Doctor Sleep by Stephen King
£7.99 Kindle Edition, amazon.co.uk
Ever wondered what become of Danny, the little boy at the centre of The Shining? Of course you did - just imagine the therapy bills. This year King put a stop to all our imaginings by writing this sequel, around an adult Danny Torrance, with psychic abilities he has long suppressed through drink. It's a more warm-hearted and entertaining novel than The Shining, but it IS Christmas, after all...

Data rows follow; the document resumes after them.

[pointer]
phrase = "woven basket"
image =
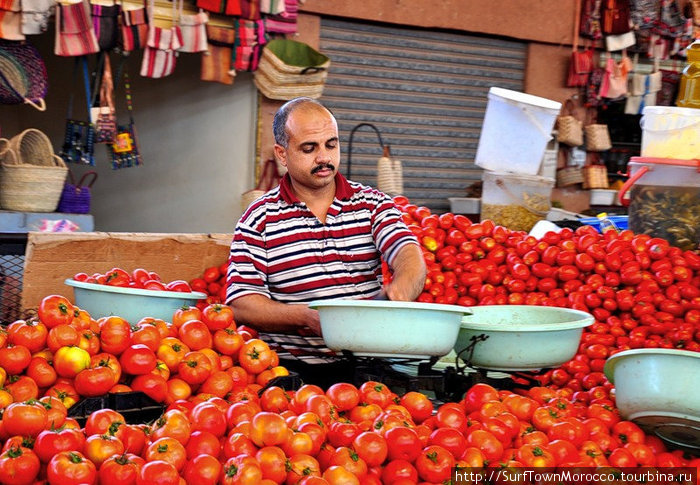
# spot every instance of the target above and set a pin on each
(6, 153)
(31, 188)
(278, 77)
(597, 138)
(595, 177)
(569, 176)
(33, 147)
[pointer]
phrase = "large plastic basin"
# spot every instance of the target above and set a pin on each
(132, 304)
(520, 337)
(658, 389)
(379, 328)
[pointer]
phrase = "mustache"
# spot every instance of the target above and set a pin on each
(317, 168)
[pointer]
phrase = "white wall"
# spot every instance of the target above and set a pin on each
(197, 140)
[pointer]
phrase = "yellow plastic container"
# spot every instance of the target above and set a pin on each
(689, 87)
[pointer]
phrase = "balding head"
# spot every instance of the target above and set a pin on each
(279, 123)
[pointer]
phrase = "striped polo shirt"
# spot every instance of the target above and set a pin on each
(281, 250)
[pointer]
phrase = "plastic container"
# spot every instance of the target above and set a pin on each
(515, 201)
(520, 337)
(132, 304)
(465, 205)
(664, 199)
(621, 222)
(603, 197)
(657, 388)
(516, 130)
(670, 132)
(689, 86)
(381, 328)
(135, 406)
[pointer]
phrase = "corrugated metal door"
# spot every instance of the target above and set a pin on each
(425, 91)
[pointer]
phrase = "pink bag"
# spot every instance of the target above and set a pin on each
(614, 83)
(75, 34)
(161, 51)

Life After Life by Kate Atkinson
£6.99 Kindle Edition, amazon.co.uk
"What if we had the chance to do it again and again...until we finally get it right?" asks one of the characters of Atkinson's eighth novel. Life After Life is about being given that chance in life. This wildly inventive, consistently entertaining and often profound exploration of destiny, family and life in a changing, troubled, wartime Britain, will flavour your thoughts for much of the year ahead.